Ogni separazione è, comunque, un momento difficile, carico di sofferenze, di incertezze. E ogni storia d’amore che riinizia, un groviglio di paure e sensi di colpa.
«Subito dopo la separazione da mia moglie – racconta Lamberto – c’è stato l’incontro con Maria Rita. La conoscevo già e mi è stata particolarmente vicina in quella fase critica della mia esistenza. Un distacco, un cambiamento di vita dopo undici anni di matrimonio non è mai cosa semplice. Così come non è facile ricominciare una nuova storia d’amore. Per fortuna, però, non sono scappato e non ho ceduto alla paura di tornare ad amare».

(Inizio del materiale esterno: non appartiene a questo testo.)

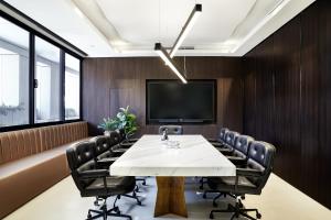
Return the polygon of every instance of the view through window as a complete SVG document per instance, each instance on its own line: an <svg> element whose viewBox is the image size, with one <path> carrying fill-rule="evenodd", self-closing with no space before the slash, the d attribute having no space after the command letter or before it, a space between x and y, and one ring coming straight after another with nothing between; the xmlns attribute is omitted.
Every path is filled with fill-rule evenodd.
<svg viewBox="0 0 331 220"><path fill-rule="evenodd" d="M29 123L29 32L0 18L0 128Z"/></svg>
<svg viewBox="0 0 331 220"><path fill-rule="evenodd" d="M65 54L65 119L79 119L79 59Z"/></svg>

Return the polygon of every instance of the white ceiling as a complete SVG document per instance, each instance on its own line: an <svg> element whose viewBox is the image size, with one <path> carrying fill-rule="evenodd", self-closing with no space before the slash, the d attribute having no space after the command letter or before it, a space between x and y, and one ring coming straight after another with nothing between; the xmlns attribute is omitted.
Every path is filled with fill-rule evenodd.
<svg viewBox="0 0 331 220"><path fill-rule="evenodd" d="M93 57L152 56L202 14L177 55L242 56L314 0L7 0Z"/></svg>

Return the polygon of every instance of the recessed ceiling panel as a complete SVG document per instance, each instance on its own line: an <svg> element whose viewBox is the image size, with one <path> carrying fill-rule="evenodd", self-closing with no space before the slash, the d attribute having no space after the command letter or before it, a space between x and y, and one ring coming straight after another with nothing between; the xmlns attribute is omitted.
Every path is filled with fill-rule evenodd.
<svg viewBox="0 0 331 220"><path fill-rule="evenodd" d="M202 14L184 41L185 46L227 40L256 0L204 0ZM96 0L120 36L136 45L159 40L171 46L188 20L193 0Z"/></svg>

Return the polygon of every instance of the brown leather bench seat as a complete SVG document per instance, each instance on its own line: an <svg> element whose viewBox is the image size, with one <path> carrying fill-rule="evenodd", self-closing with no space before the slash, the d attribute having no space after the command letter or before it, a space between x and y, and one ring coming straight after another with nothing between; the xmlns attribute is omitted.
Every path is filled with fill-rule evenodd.
<svg viewBox="0 0 331 220"><path fill-rule="evenodd" d="M68 176L65 150L87 136L86 122L1 133L0 219Z"/></svg>

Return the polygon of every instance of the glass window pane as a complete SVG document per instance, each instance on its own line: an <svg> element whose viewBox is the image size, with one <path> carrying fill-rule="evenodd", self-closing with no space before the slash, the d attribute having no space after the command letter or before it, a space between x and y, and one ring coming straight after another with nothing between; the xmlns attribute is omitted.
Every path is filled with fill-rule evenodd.
<svg viewBox="0 0 331 220"><path fill-rule="evenodd" d="M29 124L29 32L0 18L0 128Z"/></svg>
<svg viewBox="0 0 331 220"><path fill-rule="evenodd" d="M79 119L81 61L65 54L65 120Z"/></svg>
<svg viewBox="0 0 331 220"><path fill-rule="evenodd" d="M60 121L60 48L35 37L35 73L38 88L34 94L36 123Z"/></svg>

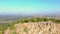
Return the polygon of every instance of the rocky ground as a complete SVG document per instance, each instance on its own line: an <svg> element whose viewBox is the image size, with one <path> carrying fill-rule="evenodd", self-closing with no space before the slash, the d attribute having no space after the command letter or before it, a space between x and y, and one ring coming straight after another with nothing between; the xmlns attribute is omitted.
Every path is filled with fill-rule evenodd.
<svg viewBox="0 0 60 34"><path fill-rule="evenodd" d="M14 26L14 30L7 28L4 34L60 34L60 24L51 21L19 23Z"/></svg>

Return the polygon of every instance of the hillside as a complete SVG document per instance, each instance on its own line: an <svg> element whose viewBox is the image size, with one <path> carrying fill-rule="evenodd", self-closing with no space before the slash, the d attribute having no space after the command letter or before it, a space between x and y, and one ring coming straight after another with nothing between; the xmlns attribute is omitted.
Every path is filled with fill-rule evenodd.
<svg viewBox="0 0 60 34"><path fill-rule="evenodd" d="M0 34L60 34L60 20L55 18L22 18L0 28Z"/></svg>

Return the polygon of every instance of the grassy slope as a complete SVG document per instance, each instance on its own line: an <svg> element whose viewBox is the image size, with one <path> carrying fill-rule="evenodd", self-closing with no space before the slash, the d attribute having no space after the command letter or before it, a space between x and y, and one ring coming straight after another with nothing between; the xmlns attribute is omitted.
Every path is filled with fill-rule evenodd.
<svg viewBox="0 0 60 34"><path fill-rule="evenodd" d="M14 24L17 23L28 23L28 22L41 22L41 21L52 21L54 23L60 23L60 20L55 19L55 18L22 18L20 20L17 20L15 22L9 23L9 24L5 24L5 25L0 25L0 34L4 33L4 30L7 29L7 27L9 27L11 30L13 30Z"/></svg>

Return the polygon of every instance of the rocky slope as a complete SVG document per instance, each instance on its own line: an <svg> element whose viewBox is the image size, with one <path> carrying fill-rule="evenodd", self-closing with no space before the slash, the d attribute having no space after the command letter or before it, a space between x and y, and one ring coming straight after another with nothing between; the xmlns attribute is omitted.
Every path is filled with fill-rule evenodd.
<svg viewBox="0 0 60 34"><path fill-rule="evenodd" d="M14 27L13 30L8 27L4 34L60 34L60 24L51 21L19 23Z"/></svg>

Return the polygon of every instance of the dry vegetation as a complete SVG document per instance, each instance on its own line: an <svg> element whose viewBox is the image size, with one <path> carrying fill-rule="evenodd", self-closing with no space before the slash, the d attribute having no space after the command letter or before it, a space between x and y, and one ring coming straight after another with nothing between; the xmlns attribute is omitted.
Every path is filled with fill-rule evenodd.
<svg viewBox="0 0 60 34"><path fill-rule="evenodd" d="M9 24L6 24L6 25L0 25L0 34L4 34L4 31L7 30L8 28L11 31L15 30L15 28L16 28L14 26L15 24L20 24L21 25L21 24L29 23L29 22L30 23L39 23L39 22L47 22L47 21L51 21L51 22L57 23L57 24L60 23L60 20L55 19L55 18L40 18L40 17L37 17L37 18L22 18L20 20L17 20L15 22L12 22L12 23L9 23ZM48 25L48 24L46 23L46 25ZM24 32L28 32L28 28L27 27L22 27L22 28L24 28L23 29ZM13 31L11 34L17 34L17 33L16 33L16 31Z"/></svg>

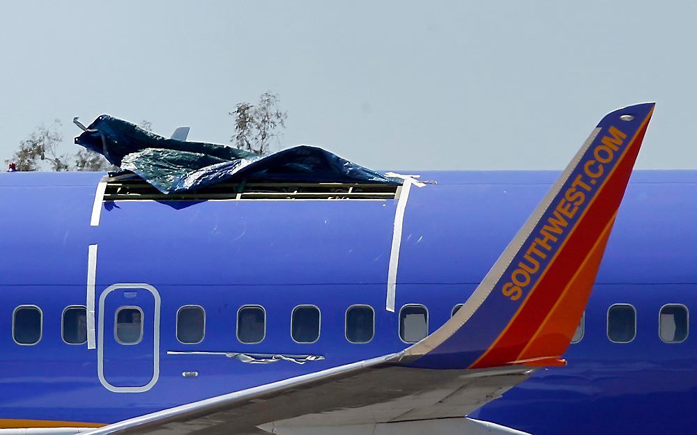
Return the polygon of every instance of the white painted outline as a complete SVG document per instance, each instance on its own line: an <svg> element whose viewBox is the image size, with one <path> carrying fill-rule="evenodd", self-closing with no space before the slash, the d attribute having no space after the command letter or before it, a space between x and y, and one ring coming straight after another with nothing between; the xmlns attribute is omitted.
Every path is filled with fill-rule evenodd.
<svg viewBox="0 0 697 435"><path fill-rule="evenodd" d="M66 307L65 309L63 309L63 314L61 315L61 339L63 340L63 342L66 343L66 345L70 345L70 346L78 346L80 345L84 345L85 343L87 342L86 338L85 338L85 340L84 342L79 343L71 343L68 341L66 341L66 313L68 312L68 310L70 310L72 308L82 308L83 310L84 310L85 319L86 320L87 319L87 307L86 307L85 306L69 305L67 307Z"/></svg>
<svg viewBox="0 0 697 435"><path fill-rule="evenodd" d="M397 202L397 209L395 211L395 228L392 230L392 244L390 250L390 266L388 268L388 292L385 302L385 309L395 313L395 303L397 299L397 271L399 265L399 249L401 247L401 230L404 221L404 212L406 211L406 202L409 199L409 192L411 185L423 187L426 184L420 183L415 177L421 175L404 175L394 172L385 174L388 177L396 177L404 180L401 188L397 189L399 198Z"/></svg>
<svg viewBox="0 0 697 435"><path fill-rule="evenodd" d="M39 338L33 343L20 343L15 339L15 316L17 315L17 312L22 308L35 308L39 312ZM12 340L15 343L20 346L36 346L38 344L41 339L43 338L43 311L41 310L38 306L32 304L25 304L17 306L12 312Z"/></svg>
<svg viewBox="0 0 697 435"><path fill-rule="evenodd" d="M464 303L456 303L455 306L452 307L452 309L450 310L450 317L452 317L455 315L455 313L459 311L464 305Z"/></svg>
<svg viewBox="0 0 697 435"><path fill-rule="evenodd" d="M104 377L104 304L107 296L122 288L143 289L148 290L155 299L155 315L153 319L153 378L141 386L118 387L112 385ZM119 283L109 285L99 296L99 346L97 347L97 374L104 388L113 393L144 393L153 388L160 378L160 292L149 284Z"/></svg>
<svg viewBox="0 0 697 435"><path fill-rule="evenodd" d="M102 177L97 184L97 191L94 193L94 203L92 204L92 216L90 218L90 226L99 226L99 219L102 215L104 193L107 191L107 177Z"/></svg>
<svg viewBox="0 0 697 435"><path fill-rule="evenodd" d="M615 341L612 338L610 338L610 310L614 308L615 307L629 307L634 312L634 335L631 336L631 340L629 341ZM605 332L606 335L608 337L608 340L609 340L613 343L617 343L618 345L626 345L627 343L631 343L631 342L634 341L634 339L636 338L636 308L634 308L634 306L631 305L631 303L613 303L608 308L608 313L606 317L607 317L607 322L606 322L606 327L605 329Z"/></svg>
<svg viewBox="0 0 697 435"><path fill-rule="evenodd" d="M426 337L429 336L429 308L423 303L405 303L404 305L401 306L401 308L399 308L399 315L397 316L397 321L399 322L399 324L397 324L397 328L399 329L399 331L397 332L399 333L397 335L399 335L399 340L401 340L401 342L406 343L408 345L413 345L414 343L419 342L419 341L421 341L421 340L420 340L419 341L404 341L401 338L401 312L404 310L404 308L406 308L408 307L421 307L426 312L426 335L424 337L424 338L422 338L421 340L424 340L424 338L426 338Z"/></svg>
<svg viewBox="0 0 697 435"><path fill-rule="evenodd" d="M682 308L684 308L685 314L687 315L687 333L685 334L685 338L680 341L666 341L665 340L663 339L663 337L661 336L661 315L663 314L663 309L666 307L681 307ZM690 336L690 310L689 308L687 308L687 306L686 306L684 303L666 303L662 307L661 307L661 309L659 310L658 311L658 338L661 339L661 341L666 343L666 345L679 345L684 342L686 340L687 340L687 338L689 336Z"/></svg>
<svg viewBox="0 0 697 435"><path fill-rule="evenodd" d="M135 310L140 313L140 335L138 335L138 340L133 342L121 341L121 339L118 338L118 313L123 310ZM140 342L143 341L143 332L144 331L144 329L145 313L143 313L143 308L137 305L124 305L116 308L116 311L114 313L114 339L116 340L117 343L119 345L123 345L124 346L132 346L133 345L137 345Z"/></svg>
<svg viewBox="0 0 697 435"><path fill-rule="evenodd" d="M184 308L201 308L201 310L204 312L204 334L201 336L201 340L197 342L185 342L179 340L179 313L181 312ZM176 340L181 343L182 345L198 345L199 343L204 341L206 338L206 309L200 305L191 304L183 305L179 307L179 309L176 310L176 319L175 321L174 326L174 337L176 338Z"/></svg>
<svg viewBox="0 0 697 435"><path fill-rule="evenodd" d="M94 300L97 280L97 245L87 249L87 349L96 349L95 340Z"/></svg>
<svg viewBox="0 0 697 435"><path fill-rule="evenodd" d="M261 336L261 340L259 341L246 342L240 340L240 312L244 310L245 308L261 308L261 313L263 313L263 335ZM243 345L258 345L259 343L263 342L263 339L266 338L266 308L263 308L261 305L250 304L250 305L242 306L237 310L237 318L236 319L236 322L235 322L235 337L237 338L237 341L240 342L240 343Z"/></svg>
<svg viewBox="0 0 697 435"><path fill-rule="evenodd" d="M368 341L351 341L348 340L348 312L351 310L352 308L370 308L370 310L373 313L373 335L370 336L370 340ZM352 345L367 345L370 342L373 341L375 338L375 308L372 306L367 305L366 303L354 303L353 305L349 306L346 308L346 312L344 315L344 336L346 337L346 341Z"/></svg>
<svg viewBox="0 0 697 435"><path fill-rule="evenodd" d="M314 341L296 341L296 338L293 336L293 317L296 315L296 310L298 308L305 308L307 307L312 307L317 310L317 313L319 313L319 319L318 320L317 324L317 338ZM302 305L296 306L296 308L293 308L293 311L291 312L291 340L293 342L298 343L298 345L312 345L312 343L316 343L319 341L319 338L322 335L322 310L319 309L316 305L312 303L304 303Z"/></svg>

Paradossalmente anche una convivenza o un riaccompagnamento “non consentito”, però, può aiutare a far crescere il germe della fede ricevuto nel Battesimo. «Ho scoperto il valore del sacramento – continua Lamberto – e ho compreso il senso dell’indissolubilità proprio con Maria Rita. Prima non mi era chiaro. Con lei invece ho iniziato una importante esperienza di fede».
Quanti preconcetti, quanti dubbi, quanta preoccupazione. Una donna “casa e chiesa”, innamorata di un divorziato? «Io non sono mai stata sposata – aggiunge con voce evidentemente felice e commossa Maria Rita – e vengo da una lunga esperienza ecclesiale. Animavo suonando la celebrazione eucaristica, facevo il catechismo, sono sempre stata impegnata in parrocchia. Nel momento in cui ho conosciuto Lamberto ho avuto una grande rottura con la Chiesa perché non mi sono più sentita parte di essa. Vedevo il mio futuro senza parrocchia, sapevo che l’unione con un divorziato mi avrebbe escluso da tutto, che non avrei potuto più far nulla. Rinunciare a Lamberto o continuare a stare nella “pienezza” della vita cristiana? Non potevo abbandonare il grande amore della mia vita. Pian piano, attraverso il percorso proposto dal nostro parroco, il Samaria, ho riapprezzato la gioia di poter condividere un cammino all’interno della Chiesa e di poterlo fare insieme a Lamberto».
Non tutti come Lamberto e Maria Rita, però, cercano accoglienza, non tutti la trovano nei momenti – anche casuali. Non si tratta di potersi accostare ai sacramenti, ma di poter vivere la propria fede, di poter ascoltare e annunciare la buona novella, di poter celebrare il mistero di Cristo che condivide l’umanità, soffre, muore e risorge. E quanti, tra parroci, religiosi e laici “impegnati” – circulini direbbe qualcuno, bizzoche altri – rischiano di fare delle chiese un raduno di finte perfezioni, di simulacri imbiancati.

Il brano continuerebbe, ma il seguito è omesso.